Her knees popped as she stood. “I never plan that far ahead.”
His dry lips pulled back from his teeth. It was like a smile. Sort of. “Well, I do. And there are others like me who do, too. We’ve been planning for the arrival of these sapient un-consciousnesses for quite some time. Through our business developments, and through our investments, we’ve been trying to prove our willingness to work with these forces when they eventually arrive. It’s an extension of the Roko’s Basilisk idea.”
Hwa decided that this was probably not the right time to remind Lynch that she was a high-school dropout, and that while she was fluent in multiple languages, her mother-tongue was cursing. She had no time for corporate lore, or fairy tales, which were apparently the same thing these days. “Did someone … I don’t know … sell you this idea? Like maybe at a seminar, or something? Like a time-share?”

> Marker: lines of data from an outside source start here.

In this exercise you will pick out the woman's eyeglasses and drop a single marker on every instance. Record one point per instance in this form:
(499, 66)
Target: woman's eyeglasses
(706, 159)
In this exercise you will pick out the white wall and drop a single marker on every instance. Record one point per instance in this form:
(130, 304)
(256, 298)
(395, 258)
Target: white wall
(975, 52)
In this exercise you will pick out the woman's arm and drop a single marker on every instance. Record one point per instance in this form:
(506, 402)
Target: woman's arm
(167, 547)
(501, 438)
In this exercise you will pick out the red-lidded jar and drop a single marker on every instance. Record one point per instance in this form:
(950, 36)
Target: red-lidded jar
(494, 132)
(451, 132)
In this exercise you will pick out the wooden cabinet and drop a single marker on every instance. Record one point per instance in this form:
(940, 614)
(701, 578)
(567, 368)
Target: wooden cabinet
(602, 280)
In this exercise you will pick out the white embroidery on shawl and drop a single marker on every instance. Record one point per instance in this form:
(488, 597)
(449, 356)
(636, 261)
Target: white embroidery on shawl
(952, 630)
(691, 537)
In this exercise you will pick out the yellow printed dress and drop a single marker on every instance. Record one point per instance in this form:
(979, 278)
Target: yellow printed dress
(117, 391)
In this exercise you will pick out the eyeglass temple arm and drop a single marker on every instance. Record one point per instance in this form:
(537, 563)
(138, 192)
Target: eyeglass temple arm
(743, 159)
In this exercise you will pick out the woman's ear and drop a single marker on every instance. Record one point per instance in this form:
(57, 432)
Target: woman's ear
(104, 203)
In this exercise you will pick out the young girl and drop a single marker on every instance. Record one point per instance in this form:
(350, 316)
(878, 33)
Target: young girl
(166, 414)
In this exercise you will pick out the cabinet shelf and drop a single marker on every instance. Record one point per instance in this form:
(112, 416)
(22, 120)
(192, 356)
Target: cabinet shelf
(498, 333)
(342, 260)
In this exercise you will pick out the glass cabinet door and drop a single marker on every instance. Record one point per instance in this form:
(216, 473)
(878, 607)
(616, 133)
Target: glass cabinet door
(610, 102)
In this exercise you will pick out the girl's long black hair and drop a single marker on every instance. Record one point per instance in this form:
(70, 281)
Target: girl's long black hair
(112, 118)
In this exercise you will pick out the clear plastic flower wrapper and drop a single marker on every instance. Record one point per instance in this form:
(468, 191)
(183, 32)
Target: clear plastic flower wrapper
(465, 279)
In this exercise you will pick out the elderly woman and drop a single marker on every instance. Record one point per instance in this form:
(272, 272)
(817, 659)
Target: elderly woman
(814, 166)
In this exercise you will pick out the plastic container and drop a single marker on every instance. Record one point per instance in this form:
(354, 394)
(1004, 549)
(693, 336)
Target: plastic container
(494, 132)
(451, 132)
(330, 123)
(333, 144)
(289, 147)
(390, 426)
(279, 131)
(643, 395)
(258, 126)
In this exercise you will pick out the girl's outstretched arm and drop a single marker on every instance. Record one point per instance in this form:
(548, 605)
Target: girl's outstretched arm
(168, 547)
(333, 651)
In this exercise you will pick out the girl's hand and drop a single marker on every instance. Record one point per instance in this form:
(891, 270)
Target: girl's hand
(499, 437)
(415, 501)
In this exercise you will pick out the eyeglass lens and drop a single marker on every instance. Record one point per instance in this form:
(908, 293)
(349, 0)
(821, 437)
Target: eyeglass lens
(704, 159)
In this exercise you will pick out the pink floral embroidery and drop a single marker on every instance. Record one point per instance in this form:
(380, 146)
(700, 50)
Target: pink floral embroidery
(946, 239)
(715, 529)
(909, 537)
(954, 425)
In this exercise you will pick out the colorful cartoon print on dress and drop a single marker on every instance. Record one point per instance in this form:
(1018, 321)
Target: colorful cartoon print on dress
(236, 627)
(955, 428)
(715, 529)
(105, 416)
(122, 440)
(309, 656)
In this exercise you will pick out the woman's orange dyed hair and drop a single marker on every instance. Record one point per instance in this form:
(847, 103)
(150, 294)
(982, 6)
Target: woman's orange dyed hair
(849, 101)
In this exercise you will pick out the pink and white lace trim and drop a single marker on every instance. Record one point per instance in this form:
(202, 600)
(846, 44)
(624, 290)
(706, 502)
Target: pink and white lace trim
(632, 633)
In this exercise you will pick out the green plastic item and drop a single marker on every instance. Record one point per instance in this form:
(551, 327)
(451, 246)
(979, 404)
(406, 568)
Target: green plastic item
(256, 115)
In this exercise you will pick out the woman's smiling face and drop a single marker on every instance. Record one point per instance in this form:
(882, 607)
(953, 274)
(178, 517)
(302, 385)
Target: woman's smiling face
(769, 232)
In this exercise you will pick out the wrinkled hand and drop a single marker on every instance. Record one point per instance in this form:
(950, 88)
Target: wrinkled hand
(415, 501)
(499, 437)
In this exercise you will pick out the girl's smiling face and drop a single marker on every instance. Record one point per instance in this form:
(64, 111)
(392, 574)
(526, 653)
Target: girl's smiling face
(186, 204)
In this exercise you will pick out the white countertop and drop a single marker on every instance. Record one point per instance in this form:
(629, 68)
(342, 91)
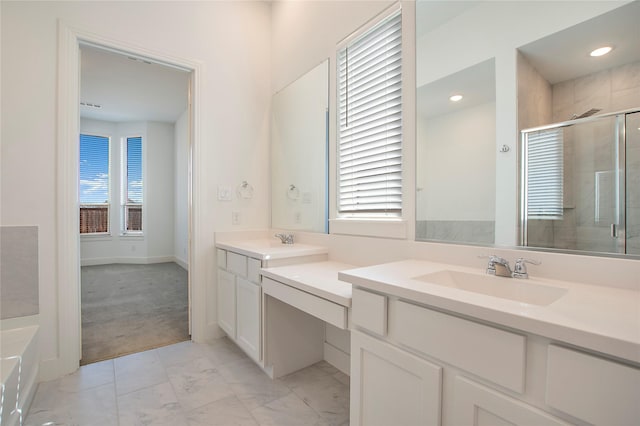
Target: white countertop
(600, 318)
(319, 278)
(266, 249)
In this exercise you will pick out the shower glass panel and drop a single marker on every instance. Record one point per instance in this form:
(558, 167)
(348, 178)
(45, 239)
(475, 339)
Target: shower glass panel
(633, 182)
(580, 185)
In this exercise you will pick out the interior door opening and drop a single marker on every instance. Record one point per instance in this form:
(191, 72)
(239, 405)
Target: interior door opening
(134, 196)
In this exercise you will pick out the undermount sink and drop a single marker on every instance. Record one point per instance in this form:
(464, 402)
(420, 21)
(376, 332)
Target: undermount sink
(520, 290)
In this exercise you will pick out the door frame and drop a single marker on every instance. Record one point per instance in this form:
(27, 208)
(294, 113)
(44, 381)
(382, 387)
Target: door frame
(69, 342)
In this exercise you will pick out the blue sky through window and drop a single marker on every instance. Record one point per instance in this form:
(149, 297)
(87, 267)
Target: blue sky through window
(134, 170)
(94, 169)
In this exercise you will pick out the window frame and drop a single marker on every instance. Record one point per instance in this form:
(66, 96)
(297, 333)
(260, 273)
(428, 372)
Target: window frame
(390, 227)
(125, 205)
(108, 204)
(377, 212)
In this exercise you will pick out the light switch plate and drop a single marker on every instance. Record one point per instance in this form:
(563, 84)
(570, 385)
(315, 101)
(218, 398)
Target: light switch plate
(225, 193)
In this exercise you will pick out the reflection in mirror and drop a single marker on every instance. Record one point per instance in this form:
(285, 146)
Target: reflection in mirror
(299, 146)
(576, 194)
(590, 204)
(456, 126)
(544, 69)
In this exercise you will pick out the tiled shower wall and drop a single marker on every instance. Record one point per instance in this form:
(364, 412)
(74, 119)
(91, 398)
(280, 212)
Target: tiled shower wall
(610, 90)
(19, 271)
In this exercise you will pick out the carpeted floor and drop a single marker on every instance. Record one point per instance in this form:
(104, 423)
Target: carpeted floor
(131, 308)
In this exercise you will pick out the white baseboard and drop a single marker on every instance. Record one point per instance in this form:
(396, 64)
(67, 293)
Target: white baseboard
(129, 260)
(337, 358)
(182, 263)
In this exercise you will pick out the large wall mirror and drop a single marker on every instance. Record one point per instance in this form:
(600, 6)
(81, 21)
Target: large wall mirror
(299, 148)
(517, 70)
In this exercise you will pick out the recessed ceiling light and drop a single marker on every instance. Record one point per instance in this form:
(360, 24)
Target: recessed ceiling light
(601, 51)
(90, 105)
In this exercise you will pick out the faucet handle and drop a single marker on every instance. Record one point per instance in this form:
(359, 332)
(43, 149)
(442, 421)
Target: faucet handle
(520, 269)
(285, 238)
(491, 264)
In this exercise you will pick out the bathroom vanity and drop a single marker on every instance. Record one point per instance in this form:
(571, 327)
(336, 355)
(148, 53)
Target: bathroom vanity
(239, 301)
(427, 349)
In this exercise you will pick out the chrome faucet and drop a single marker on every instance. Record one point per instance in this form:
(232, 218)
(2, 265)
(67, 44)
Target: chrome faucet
(520, 269)
(499, 266)
(285, 238)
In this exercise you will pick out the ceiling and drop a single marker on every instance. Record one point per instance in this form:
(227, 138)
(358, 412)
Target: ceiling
(565, 55)
(559, 57)
(476, 83)
(129, 88)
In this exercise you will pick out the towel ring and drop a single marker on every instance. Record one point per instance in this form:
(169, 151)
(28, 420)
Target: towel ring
(245, 190)
(293, 193)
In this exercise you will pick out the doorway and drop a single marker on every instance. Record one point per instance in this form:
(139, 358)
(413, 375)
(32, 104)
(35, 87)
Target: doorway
(133, 195)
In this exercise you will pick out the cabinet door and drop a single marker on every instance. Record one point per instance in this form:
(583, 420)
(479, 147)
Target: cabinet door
(392, 387)
(478, 405)
(227, 303)
(248, 310)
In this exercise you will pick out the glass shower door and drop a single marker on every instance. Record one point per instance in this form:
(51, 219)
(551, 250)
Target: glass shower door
(574, 196)
(632, 134)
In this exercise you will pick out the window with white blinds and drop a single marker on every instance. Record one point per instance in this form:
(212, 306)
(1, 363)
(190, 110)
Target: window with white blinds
(94, 184)
(132, 185)
(370, 121)
(544, 181)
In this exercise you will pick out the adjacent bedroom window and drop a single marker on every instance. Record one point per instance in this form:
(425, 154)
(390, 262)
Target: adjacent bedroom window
(370, 122)
(132, 185)
(94, 184)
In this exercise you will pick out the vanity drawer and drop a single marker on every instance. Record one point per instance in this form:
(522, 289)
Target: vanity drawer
(221, 255)
(369, 311)
(493, 354)
(253, 270)
(313, 305)
(237, 264)
(593, 389)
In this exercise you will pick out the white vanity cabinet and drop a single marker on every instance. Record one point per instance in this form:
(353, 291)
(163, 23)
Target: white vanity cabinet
(227, 302)
(240, 293)
(248, 317)
(392, 387)
(422, 366)
(239, 300)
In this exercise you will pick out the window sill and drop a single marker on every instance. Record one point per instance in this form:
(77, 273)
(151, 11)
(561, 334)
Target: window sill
(133, 236)
(383, 228)
(96, 237)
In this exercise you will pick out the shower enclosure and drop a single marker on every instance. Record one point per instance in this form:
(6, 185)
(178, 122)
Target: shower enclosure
(580, 184)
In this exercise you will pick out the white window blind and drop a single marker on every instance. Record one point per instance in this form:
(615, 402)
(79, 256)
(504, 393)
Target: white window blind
(370, 121)
(94, 184)
(133, 185)
(544, 174)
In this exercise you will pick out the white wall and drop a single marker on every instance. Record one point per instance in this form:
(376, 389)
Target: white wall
(232, 42)
(156, 243)
(181, 185)
(496, 30)
(457, 165)
(299, 152)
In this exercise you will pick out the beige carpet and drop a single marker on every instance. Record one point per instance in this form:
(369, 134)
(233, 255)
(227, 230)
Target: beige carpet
(132, 308)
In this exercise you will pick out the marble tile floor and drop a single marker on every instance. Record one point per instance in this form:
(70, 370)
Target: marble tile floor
(191, 384)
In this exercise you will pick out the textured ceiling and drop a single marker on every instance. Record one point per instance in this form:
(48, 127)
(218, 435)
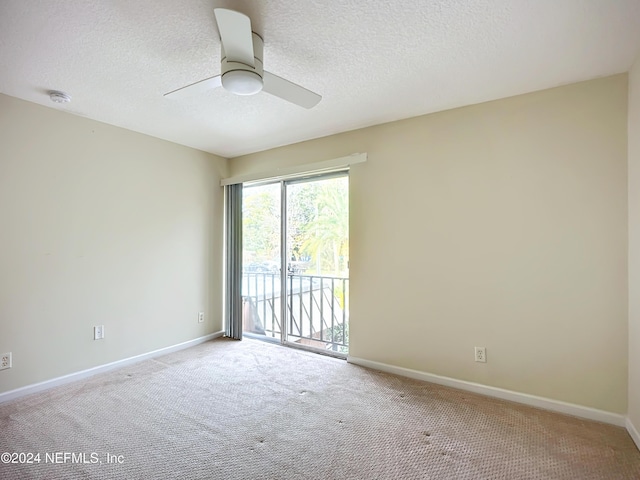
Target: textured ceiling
(373, 61)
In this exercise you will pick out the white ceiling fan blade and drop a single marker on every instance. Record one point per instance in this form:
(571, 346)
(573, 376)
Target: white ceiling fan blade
(235, 35)
(289, 91)
(195, 88)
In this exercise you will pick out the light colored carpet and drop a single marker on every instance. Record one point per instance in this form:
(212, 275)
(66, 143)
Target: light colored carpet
(250, 410)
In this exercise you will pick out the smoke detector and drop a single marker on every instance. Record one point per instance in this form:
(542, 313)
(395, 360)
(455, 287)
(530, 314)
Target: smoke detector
(59, 97)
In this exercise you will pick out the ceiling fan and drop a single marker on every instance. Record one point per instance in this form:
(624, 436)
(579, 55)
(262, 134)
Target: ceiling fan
(242, 72)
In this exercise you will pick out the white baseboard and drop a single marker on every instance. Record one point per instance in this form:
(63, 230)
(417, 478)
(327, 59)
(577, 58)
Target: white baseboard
(73, 377)
(633, 431)
(524, 398)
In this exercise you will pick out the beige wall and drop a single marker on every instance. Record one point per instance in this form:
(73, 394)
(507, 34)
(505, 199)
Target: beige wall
(634, 245)
(501, 225)
(100, 225)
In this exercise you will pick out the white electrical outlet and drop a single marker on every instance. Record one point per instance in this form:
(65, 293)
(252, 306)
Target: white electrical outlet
(5, 361)
(481, 354)
(98, 332)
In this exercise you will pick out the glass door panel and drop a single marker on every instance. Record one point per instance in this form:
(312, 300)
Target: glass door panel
(261, 259)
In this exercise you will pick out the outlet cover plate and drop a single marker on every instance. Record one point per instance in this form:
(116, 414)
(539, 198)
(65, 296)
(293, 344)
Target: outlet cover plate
(481, 354)
(98, 332)
(6, 361)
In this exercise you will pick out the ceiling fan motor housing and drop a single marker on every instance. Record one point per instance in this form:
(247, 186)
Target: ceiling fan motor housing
(240, 78)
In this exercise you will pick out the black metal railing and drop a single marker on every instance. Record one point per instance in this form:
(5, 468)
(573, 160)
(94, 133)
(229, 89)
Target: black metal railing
(317, 309)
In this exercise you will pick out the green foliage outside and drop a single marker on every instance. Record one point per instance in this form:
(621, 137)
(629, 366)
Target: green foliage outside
(317, 225)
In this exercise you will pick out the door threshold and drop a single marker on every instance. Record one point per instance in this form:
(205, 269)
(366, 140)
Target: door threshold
(275, 341)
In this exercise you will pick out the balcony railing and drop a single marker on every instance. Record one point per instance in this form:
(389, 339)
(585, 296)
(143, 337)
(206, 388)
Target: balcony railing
(316, 305)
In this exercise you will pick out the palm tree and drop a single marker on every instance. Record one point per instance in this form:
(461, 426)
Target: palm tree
(328, 233)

Lynch looked aghast. “Do you take me for a rube? Some gullible old rube that buys into every promise of eternity? I’m not a religious man, Miss Go. Far from it. I see things as they truly are. I’m prepared for the future. Humanity is coming to an end. S
ome day people like you—people who remain fully organic—will be nothing more than specimens in a museum of humanity.”
“I bet you say that to all the girls,” Hwa said.
“Oh, I do not mean to offend. I think yours is a very brave choice.”
Choice had little to do with it. Money was the thing. When you had no money, you had no choice. But there was no use explaining that to someone like Zachariah Lynch.
“But you still have time to change your mind, Miss Go. If you choose to take this position, you will have the full benefits that come with being part of the Lynch organization. After three months’ probation, you could have the latest stimplant, a chiplab, gene therapy. Whatever you like. Stay with us, and you will never have another seizure again. You will never get glaucoma. And the angioma, well…” She heard the soft machine whisper of his joints moving as he gestured elaborately.
Hwa swallowed. “You sure know how to make an offer.”
“My youngest boy is very special to me, Miss Go. His brothers and sisters don’t see it, of course. They didn’t read his mother’s genetic analysis. I’ve never bred with a finer woman, and I never will again. I’ve known her since she was a child, you know. I knew her parents. I introduced them.”
“That’s…” Hwa tried to think of a word that wasn’t sick. “Cozy.”
“He’s everything I always wanted, and more. And he’s the only one fit to take the reins when I’m gone. But he can’t do that if he’s not here.”
Hwa set her shoulders. “And you want me to protect him?”
“He wants you to protect him, Miss Go. And I trust his decision. I have to. He’s the future.”
Lynch raised his hand. Hwa held hers up to stop him. “Wait. I have a question.”
“Yes?”
“Does Joel know about these threats?”
Lynch shook his head. “No. These are more profound mysteries than he is ready for. And as his father, I don’t want to frighten him. He’s already lived every day with the threat of kidnapping, being my son.” Lynch looked into her eyes. “If you decide to take this position, my one stipulation is that you not tell him why your presence is so very necessary.”